September 6, 2023
Samantha Volz, Park Interpreter
Fall is an energizing time of year. Crisp, cool air and changing leaves have many wanting to get outside and explore. Fall is also a time for many animals to make haste as they prepare for the coming winter season. There are three typical survival strategies for wildlife when the world gets colder – hibernation, migration, and tolerance. Hibernation is a strategy typically reserved for mammals such as the groundhog or chipmunk. Adaptations such as changing colors and diet, added fat reserves and smaller appendages help many animals tolerate and survive the winter months. There are a select number of animals that choose a different path for survival, and that is simply to leave or migrate to a different region instead, and that is who we are talking about today.
Migration simply put is when an animal or group of animals travels from one area to another. This typically involves animals traveling to northern regions in the spring for breeding and nesting, then returning to their wintering grounds each fall. The primary reason for migration is access to resources. Nesting requires enormous amounts of energy so birds will travel to areas with an abundance of insects, fruit, and seeds to feed themselves as well as their young offspring. A great majority of us have witnessed a flock of Canada Geese flying overhead in their V-formation while traveling to and from their wintering grounds, but there is another fascinating group of migrating organisms, the insects.
Many species of insects migrate throughout the globe, the largest groups being that of dragonflies, beetles, butterflies, and moths. That which drives our birds to migrate, the search for resources, may also motivate our insects. The ability for insects to migrate long distances is due to the presence of wings allowing for flight. One of the longest insect migrators is the Common Green Darner dragonfly. Starting in Canada and the Northern US, million of dragonflies will travel south towards the Gulf Coast and Mexico.
Another migratory insect is the aptly named Migratory Grasshopper. This species is widely distributed throughout North America and is found primarily in meadows and grassland habitat. This species migration can be seen when huge swarms gather in search of food. One of the longest migrations reported tracked a swarm moving a distance of over 500 miles.
Where insect migration can greatly differ from bird migration is the fact that the generation of insects that make it to their wintering grounds are not the generation to return for breeding. This is commonly seen in the Monarch Butterfly.
The Monarch Butterfly has one of the most well-documented migrations of any insect species. This is due to the love of the brightly colored butterfly, community science efforts as well as the desire to protect the population against numerous threats. Millions of Monarch Butterflies make the daunting journey to Mexico each fall where they can be found roosting in large groups referred to as kaleidoscopes. The ones who arrive in Mexico beginning in August are known as the 4th or “long-haul” generation. They are the longest lived of the monarch generations, spending up to 6 months wintering in Mexico, filling the trees with black and orange.
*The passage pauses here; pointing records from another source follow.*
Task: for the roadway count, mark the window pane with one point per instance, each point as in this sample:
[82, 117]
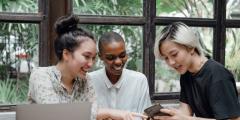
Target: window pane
[20, 6]
[185, 8]
[233, 9]
[167, 79]
[133, 38]
[232, 57]
[19, 54]
[108, 7]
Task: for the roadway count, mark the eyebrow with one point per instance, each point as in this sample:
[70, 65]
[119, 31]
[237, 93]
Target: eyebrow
[87, 52]
[172, 51]
[113, 54]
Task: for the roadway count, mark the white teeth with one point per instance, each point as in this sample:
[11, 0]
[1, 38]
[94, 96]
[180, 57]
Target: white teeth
[117, 68]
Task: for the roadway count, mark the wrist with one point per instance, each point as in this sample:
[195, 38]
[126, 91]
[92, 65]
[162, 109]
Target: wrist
[103, 113]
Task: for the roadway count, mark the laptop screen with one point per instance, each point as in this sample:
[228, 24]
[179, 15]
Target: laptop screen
[76, 111]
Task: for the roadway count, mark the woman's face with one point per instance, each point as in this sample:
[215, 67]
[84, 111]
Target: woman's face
[82, 58]
[114, 56]
[176, 56]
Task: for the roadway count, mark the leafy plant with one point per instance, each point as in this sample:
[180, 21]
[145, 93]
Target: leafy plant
[10, 94]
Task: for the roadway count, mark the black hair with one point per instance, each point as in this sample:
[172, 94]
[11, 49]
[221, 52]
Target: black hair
[68, 33]
[109, 37]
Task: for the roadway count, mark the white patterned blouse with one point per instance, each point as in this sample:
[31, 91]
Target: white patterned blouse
[45, 87]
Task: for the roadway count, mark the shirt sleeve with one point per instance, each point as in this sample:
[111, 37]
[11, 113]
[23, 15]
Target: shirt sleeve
[40, 88]
[223, 99]
[145, 100]
[92, 98]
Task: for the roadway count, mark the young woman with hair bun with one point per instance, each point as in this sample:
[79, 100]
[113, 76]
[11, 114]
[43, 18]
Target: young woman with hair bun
[67, 81]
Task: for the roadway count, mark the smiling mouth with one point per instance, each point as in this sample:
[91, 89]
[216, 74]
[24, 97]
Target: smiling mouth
[118, 68]
[178, 67]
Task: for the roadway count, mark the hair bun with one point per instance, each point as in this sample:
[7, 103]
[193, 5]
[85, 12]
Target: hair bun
[65, 24]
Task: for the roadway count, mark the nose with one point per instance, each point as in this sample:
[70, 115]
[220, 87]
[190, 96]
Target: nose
[118, 61]
[171, 62]
[90, 63]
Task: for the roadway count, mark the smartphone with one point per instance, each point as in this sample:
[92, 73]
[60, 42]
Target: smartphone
[154, 111]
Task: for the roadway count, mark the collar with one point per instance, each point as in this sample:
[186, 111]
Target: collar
[108, 82]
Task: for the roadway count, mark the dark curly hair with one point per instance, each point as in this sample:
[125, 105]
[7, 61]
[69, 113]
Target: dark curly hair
[68, 32]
Breeding begins as the 4th generation monarchs migrate north from Mexico into the Southern United States, this is now the 1st generation. The cycle continues with generations 1-3, only living for about 30-45 days. This cycle repeats until once again the “long-haul” migrants are born in the north and return to Mexico as the great-great grandchildren of the monarchs in Mexico the year prior. As a part of community science efforts across North America, people can raise, capture and tag migrating monarchs who are then collected by scientist and volunteers in Mexico to determine where they came from and how long they are able to survive. You can report your sighting and join in these efforts by visiting Journey North.
Migration is a phenomenon still being studied worldwide whether it’s a Canada Goose or Monarch Butterfly there is still much to be known. Not only do scientists want to know the who, what, where and why of migration but also the effects that changing climates have on these species. Phenological cues are shifting as the world warms – it is yet to be determined how migration will change along with it. Get to know the migrants in your area and how you can help, their future generations may just depend on it.